Mr. Jenkin: Will my hon. Friend give way?

Mr. Ashby: I would be happy to know whether the figure that I have quoted is incorrect.

Mr. Jenkin: I would not dream of disputing my hon. Friend's figure. However, on being approached by the CSA, many single parents have asked themselves whether they should be entitled to benefit. A very large number of single parents--perhaps my hon. Friend the Minister will enlighten us about this when he replies to the debate--have left the benefits system as a result of an approach by the CSA. That seems to be grist to the mill of my hon. Friend the Member for Leicestershire, North-West (Mr. Ashby) and I wanted to help him with that point.

Mr. Ashby: I am delighted to hear that. I wish we had some figures to prove that point. Perhaps they will be provided when my hon. Friend the Minister replies later.

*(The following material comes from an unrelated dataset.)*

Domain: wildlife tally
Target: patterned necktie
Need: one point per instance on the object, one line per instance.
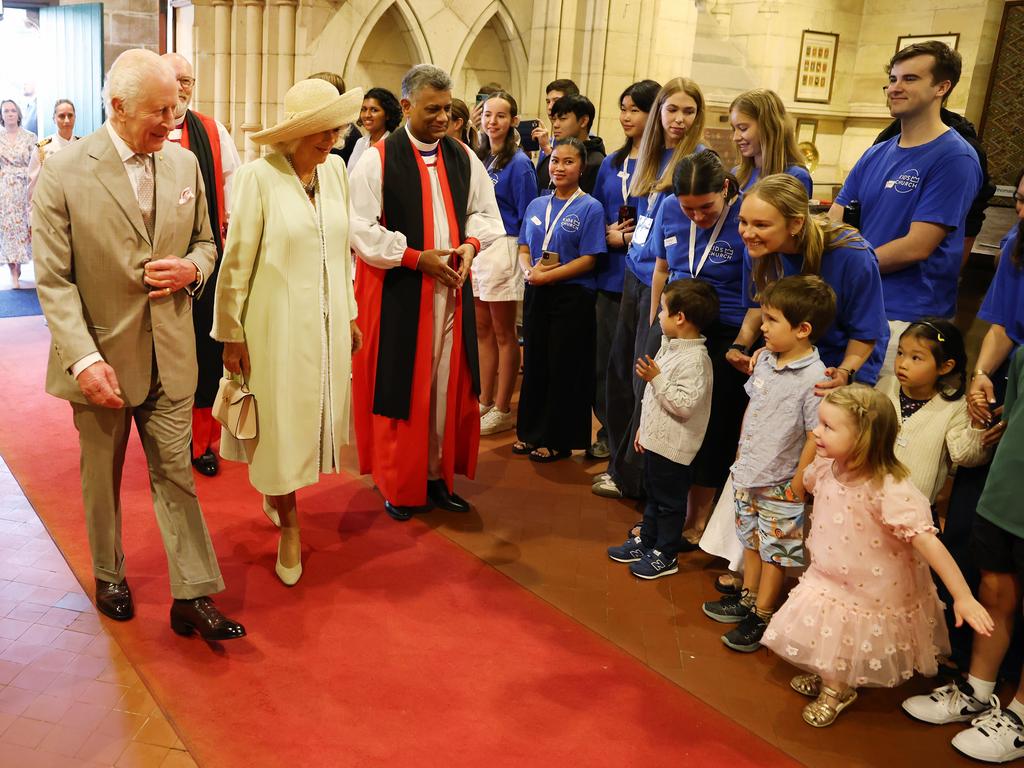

I am a tremendous believer in the welfare state helping those who really need help. However, there is an awful lot of fraud. I know that my hon. Friend the Minister does not accept that there is as much fraud as I suggest there is. I believe that there is an enormous amount of fraud. The depth of fraud is much greater than any Government have acknowledged or were prepared to acknowledge. I see fraud from the other side, time and again. As a member of the Bar, I am involved in areas where most of my clients are unemployed and have never been employed. Is it right to say that crime gives rise to unemployment? As far as I can make out, half the people with whom I am involved have never wanted to be employed. I do not find that unemployed people turn to crime; it is the other way round. It is the criminals who are unemployed. I see those people in confidence. I cannot disclose what is said. One feels so inadequate. Virtually every one of those people who comes before the courts seems to be involved in some sort of benefit fraud.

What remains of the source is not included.